License Near Expiration

UI Column
License Near Expiration Alarm
Logged As
CLUSTER_ALARM_LICENSE_NEAR_EXPIRATION
Meaning
The Enterprise Edition license associated with the cluster is within 30 days of expiration.
Resolution
Renew the Enterprise Edition license.
Configuration
Configurable at cluster level. See Configuring the Alarm Threshold Using the CLI for more information.

License Expired

UI Column
License Expiration Alarm
Logged As
CLUSTER_ALARM_LICENSE_EXPIRED
Meaning
The Enterprise Edition license associated with the cluster has expired. Enterprise Edition features have been disabled.
Resolution
Renew the Enterprise Edition license.

Cluster Almost Full

UI Column
Cluster Almost Full
Logged As
CLUSTER_ALARM_CLUSTER_ALMOST_FULL
Meaning
The cluster storage is almost full. The percentage of storage used before this alarm is triggered is 90% by default, and is controlled by the configuration parameter cldb.cluster.almost.full.percentage.
Resolution
Reduce the amount of data stored in the cluster. If the cluster storage is less than 90% full, check the cldb.cluster.almost.full.percentage parameter via the config load command, and adjust it if necessary via the config save command.
Configuration
Configurable at cluster level. See Configuring the Alarm Threshold Using the CLI for more information.

Cluster Full

UI Column
Cluster Full
Logged As
CLUSTER_ALARM_CLUSTER_FULL
Meaning
The cluster storage is full. MapReduce operations have been halted.
Resolution
Free up some space on the cluster.

Maximum Licensed Nodes Exceeded alarm

UI Column
Licensed Nodes Exceeded Alarm
Logged As
CLUSTER_ALARM_LICENSE_MAXNODES_EXCEEDED
Meaning
The cluster has exceeded the number of nodes specified in the license.
Resolution
Remove some nodes, or upgrade the license to accommodate the added nodes.

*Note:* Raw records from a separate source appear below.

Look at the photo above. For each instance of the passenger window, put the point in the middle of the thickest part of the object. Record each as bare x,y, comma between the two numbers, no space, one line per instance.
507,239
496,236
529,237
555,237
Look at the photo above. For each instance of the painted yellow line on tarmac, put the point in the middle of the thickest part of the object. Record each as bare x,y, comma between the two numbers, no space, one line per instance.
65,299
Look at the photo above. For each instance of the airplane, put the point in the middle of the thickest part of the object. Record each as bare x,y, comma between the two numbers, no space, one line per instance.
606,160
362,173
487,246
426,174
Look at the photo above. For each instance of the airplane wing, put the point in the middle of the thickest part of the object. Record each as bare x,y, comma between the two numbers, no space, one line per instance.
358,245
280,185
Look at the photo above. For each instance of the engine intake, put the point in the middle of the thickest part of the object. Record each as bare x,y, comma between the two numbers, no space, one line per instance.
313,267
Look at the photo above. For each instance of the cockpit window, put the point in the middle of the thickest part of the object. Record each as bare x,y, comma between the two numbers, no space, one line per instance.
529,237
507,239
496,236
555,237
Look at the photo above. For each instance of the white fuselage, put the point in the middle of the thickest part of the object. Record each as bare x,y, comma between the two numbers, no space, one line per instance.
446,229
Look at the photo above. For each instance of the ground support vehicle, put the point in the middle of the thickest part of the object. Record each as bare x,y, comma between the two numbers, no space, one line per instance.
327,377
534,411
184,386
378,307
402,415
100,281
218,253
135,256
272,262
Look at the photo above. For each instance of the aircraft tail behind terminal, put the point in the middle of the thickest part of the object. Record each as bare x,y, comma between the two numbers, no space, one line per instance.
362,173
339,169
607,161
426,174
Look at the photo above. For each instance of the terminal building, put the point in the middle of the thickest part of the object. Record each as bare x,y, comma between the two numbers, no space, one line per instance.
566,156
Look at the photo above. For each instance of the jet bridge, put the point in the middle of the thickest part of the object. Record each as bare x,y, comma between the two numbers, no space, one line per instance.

New Cluster Features Disabled

UI Column
New Cluster Features Disabled
Logged As
CLUSTER_ALARM_NEW_FEATURES_DISABLED
Meaning
Features added in version 2.0 or 3.0 are not enabled on the cluster.
Resolution
Enable the latest features for the data-fabric version that you are currently running.

Upgrade in Progress

UI Column
Software Installation & Upgrades
Logged As
CLUSTER_ALARM_UPGRADE_IN_PROGRESS
Meaning
A rolling upgrade of the cluster is in progress.
Resolution
No action is required. Performance may be affected during the upgrade, but the cluster should still function normally. After the upgrade is complete, the alarm is cleared.

VIPAssignment Failure

UI Column
VIP Assignment Alarm
Logged As
CLUSTER_ALARM_UNASSIGNED_VIRTUAL_IPS
Meaning
Core software was unable to assign a VIP to any NFS servers.
Resolution
Check the VIP configuration, and make sure at least one of the NFS servers in the VIP pool are up and running. See Setting Up VIPs for NFS. This alarm can also indicate that a VIP's hostname exceeds the maximum allowed length of 16. Check the log file /opt/mapr/logs/nfsmon.log for additional information.

DARE Enabled

UI Column
DARE Enabled Alarm
Logged As

CLUSTER_ALARM_DARE_COPY_MASTER_KEY

Meaning
Data-at-rest encryption (DARE) is enabled on the cluster.
Resolution
When DARE is enabled on the cluster, a data-at-rest encryption master key file is generated and stored in /opt/mapr/conf/dare.master.key on the CLDB node. Before dismissing the alarm, make a copy of the master key file because loss of the master key file can be catastrophic and irreversible and might result in loss of data.

DARE Incompatible

UI Column
DARE Incompatible Alarm
Logged As
CLUSTER_ALARM_DARE_INCOMPATIBLE
Meaning
Not all nodes on the cluster are enabled for data-at-rest encryption (DARE).
Resolution
When DARE is enabled on certain nodes in the cluster, there may still be some nodes that are not (yet) enabled for DARE. Enable DARE on all the nodes before dismissing the alarm.

Too Many Snapshots

UI Column
Too Many Snapshots
Logged As
CLUSTER_ALARM_TOO_MANY_SNAPSHOT_CONTAINERS
Meaning
There are too many snapshots on this cluster.
Resolution
Delete snapshots from the cluster before dismissing the alarm.